Meanwhile, let’s look at the more important things – from stimulus payments to unemployment income to RMDs – that you need to consider.
What is the timeline for filing?
Last year, when you were filing for 2019, the IRS delayed the filing deadline from April 15 to July 1.
That’s not the case this year. This year the IRS started accepting federal returns on February 12 – a little later than usual because it was busy sending out stimulus checks – but it is sticking to the traditional April 15 deadline to file and pay your federal income taxes. (*There are recent changes to certain states due to natural disaster areas.)
You’ll face late payment penalties if you miss the deadline, so you should file for an extension by April 15 if you need more time. That will give you six extra months to file, but you still have to pay any taxes owed by April 15 to avoid penalties.
If you can’t pay the entire tax bill by April 15, you should pay what you can by that deadline. That will lessen the penalties and interest, which can add up quickly.
Don’t hide from the IRS; communicate instead. Several options exist: short-term extensions, payment plans, “offers in compromise” or requests to temporarily delay the collection process until your situation improves. The IRS may waive some penalties, but not the interest charges on the unpaid portion.

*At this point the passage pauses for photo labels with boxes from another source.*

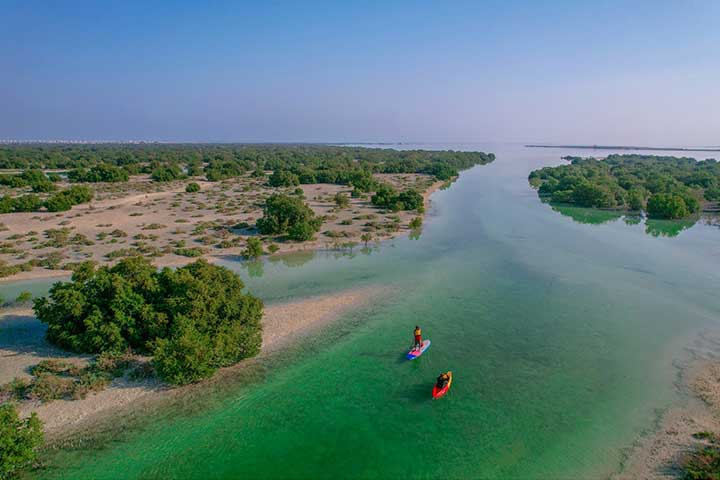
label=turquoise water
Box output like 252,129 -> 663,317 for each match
8,145 -> 720,479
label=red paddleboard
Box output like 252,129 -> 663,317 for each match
433,372 -> 452,398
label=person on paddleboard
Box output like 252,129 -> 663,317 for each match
413,325 -> 422,350
437,373 -> 450,390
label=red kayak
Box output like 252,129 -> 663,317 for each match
433,372 -> 452,398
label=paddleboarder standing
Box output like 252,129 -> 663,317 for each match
413,325 -> 422,350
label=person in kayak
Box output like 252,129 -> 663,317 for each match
437,373 -> 450,390
413,325 -> 422,350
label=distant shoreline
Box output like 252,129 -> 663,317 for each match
525,144 -> 720,152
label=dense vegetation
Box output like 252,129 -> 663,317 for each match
35,257 -> 263,384
68,163 -> 128,183
0,402 -> 43,480
0,144 -> 495,184
257,194 -> 322,241
372,185 -> 424,213
529,155 -> 720,219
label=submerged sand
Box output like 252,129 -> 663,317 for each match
613,332 -> 720,480
0,287 -> 385,440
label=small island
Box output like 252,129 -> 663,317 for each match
528,154 -> 720,220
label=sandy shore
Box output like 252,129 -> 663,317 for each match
612,335 -> 720,480
0,174 -> 445,284
0,287 -> 386,441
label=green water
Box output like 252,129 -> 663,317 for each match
8,145 -> 720,479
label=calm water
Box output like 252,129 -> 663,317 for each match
9,145 -> 720,479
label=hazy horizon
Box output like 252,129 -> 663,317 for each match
0,1 -> 720,147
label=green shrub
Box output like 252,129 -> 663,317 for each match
13,194 -> 42,212
15,291 -> 32,303
334,192 -> 350,208
35,257 -> 263,384
242,237 -> 265,258
68,163 -> 130,182
268,170 -> 300,187
29,373 -> 75,403
257,194 -> 322,241
174,247 -> 205,258
0,403 -> 43,479
150,164 -> 185,182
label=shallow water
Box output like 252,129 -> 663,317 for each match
9,145 -> 720,478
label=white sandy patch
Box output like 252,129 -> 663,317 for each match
0,287 -> 383,439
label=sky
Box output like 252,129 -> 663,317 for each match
0,0 -> 720,146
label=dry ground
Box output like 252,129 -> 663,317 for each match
0,174 -> 438,281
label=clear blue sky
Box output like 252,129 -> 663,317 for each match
0,0 -> 720,145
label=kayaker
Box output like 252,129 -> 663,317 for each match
413,325 -> 422,349
437,373 -> 450,390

Are stimulus payments taxable?
The stimulus payments are not taxable. That’s because the IRS sees those payments as a tax credit, which it calls a “recovery rebate credit.”. It merely paid you an advance on that tax credit, and when you file your taxes, the debit and the credit cancel each other out.

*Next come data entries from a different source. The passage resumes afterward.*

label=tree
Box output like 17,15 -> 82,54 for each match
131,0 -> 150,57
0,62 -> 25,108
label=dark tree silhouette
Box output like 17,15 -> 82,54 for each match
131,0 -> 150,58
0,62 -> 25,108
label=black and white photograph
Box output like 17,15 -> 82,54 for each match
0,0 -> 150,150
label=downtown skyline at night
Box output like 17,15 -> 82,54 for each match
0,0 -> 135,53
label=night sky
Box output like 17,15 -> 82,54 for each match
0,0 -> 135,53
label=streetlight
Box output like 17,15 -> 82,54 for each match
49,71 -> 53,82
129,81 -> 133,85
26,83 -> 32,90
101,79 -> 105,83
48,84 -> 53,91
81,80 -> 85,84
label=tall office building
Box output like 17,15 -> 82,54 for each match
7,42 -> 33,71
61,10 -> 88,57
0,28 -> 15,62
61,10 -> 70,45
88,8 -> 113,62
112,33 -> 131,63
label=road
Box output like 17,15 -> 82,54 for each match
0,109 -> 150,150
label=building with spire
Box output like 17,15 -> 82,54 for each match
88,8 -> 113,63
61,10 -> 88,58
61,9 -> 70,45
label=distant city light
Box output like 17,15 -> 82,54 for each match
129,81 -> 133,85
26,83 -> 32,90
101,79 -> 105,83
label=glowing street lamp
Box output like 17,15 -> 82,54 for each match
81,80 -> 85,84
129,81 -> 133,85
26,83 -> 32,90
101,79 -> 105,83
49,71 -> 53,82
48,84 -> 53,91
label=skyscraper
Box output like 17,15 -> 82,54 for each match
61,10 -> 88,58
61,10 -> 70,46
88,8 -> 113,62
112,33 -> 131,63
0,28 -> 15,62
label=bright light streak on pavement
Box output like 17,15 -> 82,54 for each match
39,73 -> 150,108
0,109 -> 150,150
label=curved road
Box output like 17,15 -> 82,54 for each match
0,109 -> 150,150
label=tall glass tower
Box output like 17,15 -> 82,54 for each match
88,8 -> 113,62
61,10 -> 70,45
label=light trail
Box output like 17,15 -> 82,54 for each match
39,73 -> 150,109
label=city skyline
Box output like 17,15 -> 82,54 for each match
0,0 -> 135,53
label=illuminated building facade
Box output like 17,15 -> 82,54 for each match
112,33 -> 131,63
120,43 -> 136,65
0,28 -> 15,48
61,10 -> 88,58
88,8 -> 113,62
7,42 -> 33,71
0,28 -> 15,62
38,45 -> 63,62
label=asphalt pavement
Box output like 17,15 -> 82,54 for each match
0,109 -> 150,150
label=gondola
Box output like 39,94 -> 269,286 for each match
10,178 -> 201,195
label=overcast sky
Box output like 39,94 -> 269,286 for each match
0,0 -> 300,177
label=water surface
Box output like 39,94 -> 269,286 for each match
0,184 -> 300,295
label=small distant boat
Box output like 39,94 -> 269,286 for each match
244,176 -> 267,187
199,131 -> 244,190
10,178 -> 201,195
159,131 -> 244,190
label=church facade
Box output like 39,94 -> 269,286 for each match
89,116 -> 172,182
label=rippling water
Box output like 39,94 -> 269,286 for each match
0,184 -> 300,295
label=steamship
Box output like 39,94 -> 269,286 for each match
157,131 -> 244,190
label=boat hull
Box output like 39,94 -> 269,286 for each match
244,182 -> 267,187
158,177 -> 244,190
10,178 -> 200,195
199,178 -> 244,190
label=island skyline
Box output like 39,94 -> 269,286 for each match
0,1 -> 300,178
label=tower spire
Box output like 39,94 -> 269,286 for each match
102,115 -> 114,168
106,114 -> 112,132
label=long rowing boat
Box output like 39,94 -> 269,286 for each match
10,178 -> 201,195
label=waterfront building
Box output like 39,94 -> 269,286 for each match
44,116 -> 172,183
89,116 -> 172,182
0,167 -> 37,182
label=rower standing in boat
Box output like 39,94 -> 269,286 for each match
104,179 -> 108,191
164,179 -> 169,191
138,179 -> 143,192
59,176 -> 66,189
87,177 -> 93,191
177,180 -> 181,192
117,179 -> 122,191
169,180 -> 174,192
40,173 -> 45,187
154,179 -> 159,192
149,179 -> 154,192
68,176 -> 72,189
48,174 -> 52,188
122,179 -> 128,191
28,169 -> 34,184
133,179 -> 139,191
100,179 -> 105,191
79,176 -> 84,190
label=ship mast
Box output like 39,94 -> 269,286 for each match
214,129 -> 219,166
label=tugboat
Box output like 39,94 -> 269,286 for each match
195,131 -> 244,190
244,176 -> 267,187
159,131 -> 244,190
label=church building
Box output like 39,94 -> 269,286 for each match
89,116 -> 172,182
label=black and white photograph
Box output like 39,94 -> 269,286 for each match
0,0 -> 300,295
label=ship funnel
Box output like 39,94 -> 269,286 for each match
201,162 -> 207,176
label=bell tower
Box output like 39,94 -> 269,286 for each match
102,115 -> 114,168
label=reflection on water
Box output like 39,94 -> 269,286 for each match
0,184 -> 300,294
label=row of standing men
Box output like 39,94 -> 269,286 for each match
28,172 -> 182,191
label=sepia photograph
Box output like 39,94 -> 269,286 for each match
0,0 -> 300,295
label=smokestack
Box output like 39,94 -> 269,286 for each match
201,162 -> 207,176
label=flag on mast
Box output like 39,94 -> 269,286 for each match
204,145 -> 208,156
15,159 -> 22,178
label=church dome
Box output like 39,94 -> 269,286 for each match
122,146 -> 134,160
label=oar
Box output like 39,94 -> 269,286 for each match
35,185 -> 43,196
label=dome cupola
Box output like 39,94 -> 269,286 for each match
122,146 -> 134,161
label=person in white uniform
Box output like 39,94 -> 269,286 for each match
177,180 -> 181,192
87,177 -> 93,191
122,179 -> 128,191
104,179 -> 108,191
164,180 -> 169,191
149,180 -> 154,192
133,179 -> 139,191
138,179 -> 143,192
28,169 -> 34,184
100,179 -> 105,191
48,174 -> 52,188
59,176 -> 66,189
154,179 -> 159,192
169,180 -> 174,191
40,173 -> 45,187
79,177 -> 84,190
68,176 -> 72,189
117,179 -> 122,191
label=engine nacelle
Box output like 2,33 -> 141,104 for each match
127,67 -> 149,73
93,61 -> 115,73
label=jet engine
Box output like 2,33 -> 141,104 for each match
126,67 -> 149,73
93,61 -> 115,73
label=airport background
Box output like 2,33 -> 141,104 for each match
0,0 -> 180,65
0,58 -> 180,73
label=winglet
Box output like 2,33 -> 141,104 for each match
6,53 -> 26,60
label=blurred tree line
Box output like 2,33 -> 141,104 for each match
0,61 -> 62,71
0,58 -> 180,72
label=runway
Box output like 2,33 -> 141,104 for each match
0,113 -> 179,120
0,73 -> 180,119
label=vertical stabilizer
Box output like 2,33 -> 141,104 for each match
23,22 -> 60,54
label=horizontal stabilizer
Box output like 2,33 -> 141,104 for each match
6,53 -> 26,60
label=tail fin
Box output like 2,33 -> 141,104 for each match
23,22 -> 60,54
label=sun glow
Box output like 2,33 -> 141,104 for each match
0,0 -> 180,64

If you’d like more reassurance, this year’s instructions for Form 1040 should provide it. The IRS calls stimulus payments “economic impact payments.” It says, “Any economic impact payments you received are not taxable for federal income tax purposes, but they reduce your recovery rebate credit.”

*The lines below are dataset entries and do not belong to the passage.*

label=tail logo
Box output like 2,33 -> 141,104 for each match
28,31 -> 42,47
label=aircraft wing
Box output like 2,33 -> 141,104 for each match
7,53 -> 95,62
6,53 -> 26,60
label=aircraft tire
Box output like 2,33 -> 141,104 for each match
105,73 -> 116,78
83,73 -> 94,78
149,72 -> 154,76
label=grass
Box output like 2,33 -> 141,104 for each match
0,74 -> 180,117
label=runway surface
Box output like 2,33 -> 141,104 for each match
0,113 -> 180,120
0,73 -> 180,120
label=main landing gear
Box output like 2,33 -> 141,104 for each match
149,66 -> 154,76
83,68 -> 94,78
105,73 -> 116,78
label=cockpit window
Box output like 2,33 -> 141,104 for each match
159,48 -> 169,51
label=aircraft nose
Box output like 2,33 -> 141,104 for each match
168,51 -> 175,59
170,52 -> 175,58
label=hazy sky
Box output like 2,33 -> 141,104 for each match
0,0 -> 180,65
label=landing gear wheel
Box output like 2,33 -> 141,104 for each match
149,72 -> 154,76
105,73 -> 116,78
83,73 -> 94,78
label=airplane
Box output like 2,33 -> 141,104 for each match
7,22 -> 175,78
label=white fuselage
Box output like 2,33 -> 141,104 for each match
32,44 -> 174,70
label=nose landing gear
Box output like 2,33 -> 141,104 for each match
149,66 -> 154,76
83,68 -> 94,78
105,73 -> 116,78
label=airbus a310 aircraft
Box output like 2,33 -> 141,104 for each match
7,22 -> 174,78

So, if you got what was due you, you and the IRS are even.
But if you didn’t receive what you were due, you still have recourse. You can claim it on your 2020 tax filing.
Your 2018 or 2019 income was used to calculate the original stimulus checks that were sent out. Maybe it was too high, and you didn’t get a check.
But if your 2020 fell enough to merit more stimulus money, again, you have recourse. You may be able to “back claim” the money this year when you file your 2020 federal return. Check with your tax preparer on how to do this.
If the amount owed to you is greater than the taxes you owe on 2020 earnings, you will receive it as a refund.
Are unemployment benefits taxable?
Many Americans found themselves on unemployment in 2020 for the first time in their lives. If that’s your case, you may be wondering if that income is taxable.
Yes, it is, both by the IRS and possibly by the state where you live. All but 15 states tax unemployment compensation. Those states are AL, AK, CA, FL, MT, NV, NH, NJ, PA, SD, TN, TX, VA, WA and WY.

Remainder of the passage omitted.